Tag 71/8 – Übersetzungshilfe

Was ich gar nicht kann: Verhandeln. Ich meine nicht zwischenmenschliche Dinge – darin bin ich eigentlich ganz ok. Aber sobald es um Geschäftliches geht, muss ich passen. Es gibt vermutlich niemanden, der weniger Nachlass beim Autokauf oder bessere Preise beim Verkauf von Gegenständen aushandeln kann, als ich. Vielleicht sollte ich daraus ein Geschäftsmodell entwickeln: Wenn Firmen pleite gehen sollen: Stellt mich als Sales Manager ein. Spätestens nach 12 Monaten sind die Einkaufskosten so hoch und die Verkaufskosten so niedrig, dass Insolvenz angemeldet werden kann. Deal?

Da unser Familienauto den Geist aufgegeben hat, muss ein neuer Gebrauchtwagen her. Wir haben uns bereits einige Fahrzeuge angeschaut und letztendlich haben wir nichts gekauft, weil ich die Verkäufer einfach nicht dazu bewegen konnte, sich auch nur minimal im Preis nach unten zu bewegen. Vielleicht bin ich einfach zu nett oder das Gegenteil – ich weiß einfach nicht, wie man günstige Preise bekommt. Das ist in solche Situationen ärgerlich, aber da ich nicht ständig größere Dinge kaufe oder verkaufe, kann ich gut damit leben. Man kann nicht alles können.

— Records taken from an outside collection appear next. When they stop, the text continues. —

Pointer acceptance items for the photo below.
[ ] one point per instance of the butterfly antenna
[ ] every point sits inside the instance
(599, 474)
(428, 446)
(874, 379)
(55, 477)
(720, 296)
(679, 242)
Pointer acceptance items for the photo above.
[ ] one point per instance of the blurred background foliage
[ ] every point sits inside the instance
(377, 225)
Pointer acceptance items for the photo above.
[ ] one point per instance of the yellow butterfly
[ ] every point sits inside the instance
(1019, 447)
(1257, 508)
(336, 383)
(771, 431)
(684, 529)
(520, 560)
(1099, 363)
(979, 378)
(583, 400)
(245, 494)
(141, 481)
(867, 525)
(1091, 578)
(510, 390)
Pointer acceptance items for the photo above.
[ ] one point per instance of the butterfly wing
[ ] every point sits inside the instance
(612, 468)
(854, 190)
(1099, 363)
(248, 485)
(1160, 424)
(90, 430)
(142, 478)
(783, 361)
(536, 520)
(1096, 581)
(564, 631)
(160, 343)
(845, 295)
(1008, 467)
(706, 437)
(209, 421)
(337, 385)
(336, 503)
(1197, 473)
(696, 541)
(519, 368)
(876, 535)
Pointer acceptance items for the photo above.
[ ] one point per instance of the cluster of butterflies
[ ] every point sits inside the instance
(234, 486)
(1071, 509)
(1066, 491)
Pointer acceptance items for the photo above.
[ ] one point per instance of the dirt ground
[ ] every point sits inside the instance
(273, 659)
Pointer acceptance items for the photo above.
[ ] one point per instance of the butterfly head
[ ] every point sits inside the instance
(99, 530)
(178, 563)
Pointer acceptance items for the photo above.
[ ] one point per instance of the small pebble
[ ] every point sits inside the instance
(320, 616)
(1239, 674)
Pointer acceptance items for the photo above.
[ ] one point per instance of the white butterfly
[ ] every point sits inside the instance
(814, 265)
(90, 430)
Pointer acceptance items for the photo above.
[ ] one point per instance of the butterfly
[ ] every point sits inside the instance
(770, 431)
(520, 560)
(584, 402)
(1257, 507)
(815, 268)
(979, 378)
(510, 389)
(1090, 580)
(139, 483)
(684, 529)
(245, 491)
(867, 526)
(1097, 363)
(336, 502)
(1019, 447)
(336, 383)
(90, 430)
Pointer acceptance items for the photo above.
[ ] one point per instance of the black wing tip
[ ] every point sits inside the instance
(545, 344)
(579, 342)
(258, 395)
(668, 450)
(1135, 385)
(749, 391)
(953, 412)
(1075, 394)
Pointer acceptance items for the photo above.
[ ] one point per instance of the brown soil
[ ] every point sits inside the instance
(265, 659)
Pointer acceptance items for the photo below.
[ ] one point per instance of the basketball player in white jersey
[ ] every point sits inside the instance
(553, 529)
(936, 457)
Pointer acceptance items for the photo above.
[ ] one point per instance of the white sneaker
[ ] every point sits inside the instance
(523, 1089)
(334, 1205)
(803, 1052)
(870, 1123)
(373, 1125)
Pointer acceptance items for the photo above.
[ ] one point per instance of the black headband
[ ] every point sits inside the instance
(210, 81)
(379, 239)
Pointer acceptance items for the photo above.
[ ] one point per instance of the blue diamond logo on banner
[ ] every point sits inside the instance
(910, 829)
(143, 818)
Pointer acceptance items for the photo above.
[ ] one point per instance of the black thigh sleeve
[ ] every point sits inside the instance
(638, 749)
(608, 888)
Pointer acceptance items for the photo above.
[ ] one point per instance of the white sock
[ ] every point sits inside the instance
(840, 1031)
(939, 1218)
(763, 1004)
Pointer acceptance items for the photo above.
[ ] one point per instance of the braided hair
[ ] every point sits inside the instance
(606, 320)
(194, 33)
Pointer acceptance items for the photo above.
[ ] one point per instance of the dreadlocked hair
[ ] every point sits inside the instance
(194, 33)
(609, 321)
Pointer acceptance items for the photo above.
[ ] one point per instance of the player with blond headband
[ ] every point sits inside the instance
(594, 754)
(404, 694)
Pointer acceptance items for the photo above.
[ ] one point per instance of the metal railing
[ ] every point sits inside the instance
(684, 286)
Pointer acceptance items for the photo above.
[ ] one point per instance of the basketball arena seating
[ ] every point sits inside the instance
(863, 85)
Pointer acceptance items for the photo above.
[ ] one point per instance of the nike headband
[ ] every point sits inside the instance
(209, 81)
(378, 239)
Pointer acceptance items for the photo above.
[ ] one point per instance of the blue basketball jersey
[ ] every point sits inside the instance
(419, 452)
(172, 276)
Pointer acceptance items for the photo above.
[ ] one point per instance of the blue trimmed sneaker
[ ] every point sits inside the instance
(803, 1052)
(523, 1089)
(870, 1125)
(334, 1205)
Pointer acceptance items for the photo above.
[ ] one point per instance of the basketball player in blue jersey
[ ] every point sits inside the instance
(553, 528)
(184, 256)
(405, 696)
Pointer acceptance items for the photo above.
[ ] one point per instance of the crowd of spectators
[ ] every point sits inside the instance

Eine Hörschädigung ist beim Aushandeln von Preisen natürlich kein Vorteil. In solchen Verkaufsgesprächen muss man gut hören. Man muss wissen, wann man einlenken muss und wann man hartnäckig sein kann. Man muss den Gegenüber kommunikativ lesen können. Man muss merken, wann Ende der Fahnenstange ist und in welchem Moment es Sinn machen kann, weiter zu bohren. Ich bin eigentlich der Alptraum aller Autoverkäufer, weil es für mich nur den Angebotspreis und einen letzten Preis gibt, den ich direkt erfahren will. Der Weg vom ersten zum zweiten Preis ist mir zu beschwerlich.

Dennoch rufe ich heute mehrere Autohändler an, die Modelle verkaufen, die für uns interessant sind. Und alle diese Gespräche laufen gut – ich verstehe fast alles, muss ein oder zweimal nachhaken aber insgesamt klappt es viel besser, als ich erwartet habe. Natürlich bekomme ich auch mit Implantaten nicht die Angebote, die ich mir wünsche. Dafür gibt es leider kein Programm im Soundprozessor. Aber alles andere klappt prima. Letztendlich vereinbare ich einen Besichtigungstermin am Samstag im Weserbergland. Weitgehend alleine. Ich bin stolz wie Oskar.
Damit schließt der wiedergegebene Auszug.